最終日11Rには、海外女子選手3名を迎えた「ワールドガールズケイリン」が控える。

当然海外3選手はいずれも超強力だが、力関係としては12戦11勝のアンドルーズ>12戦9勝のファンデルワウ>12戦6勝のグロ か。とはいえファンデルワウは6月小倉でアンドルーズを下しており、グロも7月岸和田でファンデルワウを振り切っている。海外勢によるスプリント勝負が見もので、先に仕掛けた選手の後ろで直線差し脚を伸ばした者勝ち、という展開になりそうだ。

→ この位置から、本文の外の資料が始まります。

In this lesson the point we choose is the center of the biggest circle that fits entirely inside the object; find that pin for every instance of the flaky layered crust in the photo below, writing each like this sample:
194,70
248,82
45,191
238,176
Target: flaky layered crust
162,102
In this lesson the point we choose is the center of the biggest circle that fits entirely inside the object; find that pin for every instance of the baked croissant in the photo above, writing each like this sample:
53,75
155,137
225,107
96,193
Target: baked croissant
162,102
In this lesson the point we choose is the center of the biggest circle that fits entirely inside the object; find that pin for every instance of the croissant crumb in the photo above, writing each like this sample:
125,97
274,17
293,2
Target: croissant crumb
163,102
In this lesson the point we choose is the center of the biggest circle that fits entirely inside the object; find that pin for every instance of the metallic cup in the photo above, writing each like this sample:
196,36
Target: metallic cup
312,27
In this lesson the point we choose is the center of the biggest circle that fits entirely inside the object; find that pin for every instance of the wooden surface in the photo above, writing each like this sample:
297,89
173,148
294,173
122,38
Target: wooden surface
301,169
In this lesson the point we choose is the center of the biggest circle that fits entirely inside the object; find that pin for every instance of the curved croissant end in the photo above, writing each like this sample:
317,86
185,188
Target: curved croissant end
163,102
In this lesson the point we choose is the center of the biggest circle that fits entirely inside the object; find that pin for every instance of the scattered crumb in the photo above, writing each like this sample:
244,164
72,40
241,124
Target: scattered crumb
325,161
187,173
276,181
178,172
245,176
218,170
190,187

対する日本勢は竹野百香が最有力。7月前橋G3では思い切った先行で太田りゆを振り切り優勝。目標にされる形だと厳しいが、何とか海外勢を追走して直線勝負に持ち込みたい。戦列復帰後徐々に動きを戻してきた鈴木美教は本来G1級の選手。相手が強ければ強い程本領を発揮しそう。近況マーク策で成績安定の磯村光舞は誰に的を絞るかがカギ。唯一の地元代表となった新人アニー紗世子は厳しい戦いも、スピード戦の経験は今後の糧になるだろう。